Part of the problem is that we’re often dealing with a weakest-link situation. Google has just announced that more than one million users visiting its search-engine are infected with a virus that funnels search traffic to malware and scammer sites.
Recently, I covered the TLD-4 virus, which many anti-virus vendors are suggesting is unstoppable.
Now, Android applications seem to be leaking personal data as well. With so many internet users making use of online services on computers that are more than likely compromised, it is no wonder that a group of teenagers are able to break into any online organisation they choose.
While I would love to lay the blame squarely on all those dirty machines that people just don’t seem to look after, that’s not a fair evaluation of the problem.
Frequently, hacking groups break into sites using simple techniques, directly attacking vulnerable servers and looking for weaknesses in code or in the existing security measures that are in place.
That’s because software is always buggy. Within the last week, Oracle has released patches for more than 78 critical database server flaws. Secunia, a software solutions company specialising in vulnerability management, announced that the number of critical vulnerabilities, or flaws, that permit system access, has increased from 24 percent to 30 percent over the last 12 months.

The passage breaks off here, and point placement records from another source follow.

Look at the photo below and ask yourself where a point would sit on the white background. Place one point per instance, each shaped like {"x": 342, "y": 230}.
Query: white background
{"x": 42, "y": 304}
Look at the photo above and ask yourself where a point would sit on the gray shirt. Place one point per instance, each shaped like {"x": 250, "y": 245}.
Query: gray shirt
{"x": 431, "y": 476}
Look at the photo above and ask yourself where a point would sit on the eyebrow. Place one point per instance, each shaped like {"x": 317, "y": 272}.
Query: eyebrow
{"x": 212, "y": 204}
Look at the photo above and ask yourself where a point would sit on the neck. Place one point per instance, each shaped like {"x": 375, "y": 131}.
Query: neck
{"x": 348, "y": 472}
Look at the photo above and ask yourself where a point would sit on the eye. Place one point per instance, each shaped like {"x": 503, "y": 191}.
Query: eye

We’re feature hungry and the businesses that provide software are profit-driven. That means that while software is being developed at a frightening pace, security audits are not high in the priority list, and there are more and more vulnerabilities that administrators need to keep track of.
It’s not entirely fair, however to blame the software vendors. Software is a complex game. Often application and server software is developed using a wide variety of components including libraries and tools that are not developed in-house.

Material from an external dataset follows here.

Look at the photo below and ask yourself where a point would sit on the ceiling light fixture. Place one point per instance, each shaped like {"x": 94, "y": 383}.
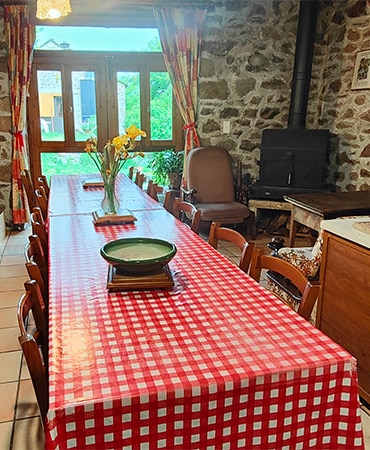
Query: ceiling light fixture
{"x": 52, "y": 9}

There are so many things to keep track of that it is quite possible that a single line of code somewhere can open up a critical vulnerability within your application. The fact that vendors regularly release patches and updates, makes it pretty clear that they do take the problem seriously. The problem, however, is often exacerbated by the fact that systems just aren’t kept up to date.
SQL injections, file inclusion and cross-server scripting are still common methods of attack and yet patches and fixes for these problems are released regularly by most vendors. So if the fixes are often available, why aren’t systems being kept in check? It seems obvious that much of the blame lies with the people responsible for maintaining these systems in the first place.
A much more pervasive and invisible problem lies at the heart of all internet security. It never seems like a good investment until it’s too late. That means you can’t really blame systems administrators at all.
Often, keeping software up to date requires that a company invest in ongoing support contracts, renewed licensing and sometimes a complete security audit and overhaul of systems and code. Usually this involves spending a lot of money and resources on projects that are not going to see any financial reward.
As I have already pointed out, the number of vulnerabilities that an administrator needs to track is an ever increasing variable, and usually the number of applications and systems within any organisation is also growing.
Security is a highly specialised field and most businesses leave it in the hands of a systems administrator who is struggling to fit every other business requirement into his work day.
While the police rush around proving that Anonymous is not really that anonymous, and every last teenager in LulzSec is arrested, we might breathe a huge sigh of relief and believe for a millisecond that the internet is safe again. Unfortunately this is such an untenable position that it seems futile arresting these kids.
As long as businesses put security at the bottom of the list of priorities and see it as a financial sink, LulzSec and Anonymous will only prove to be the beginning of a growing problem at the heart of the internet.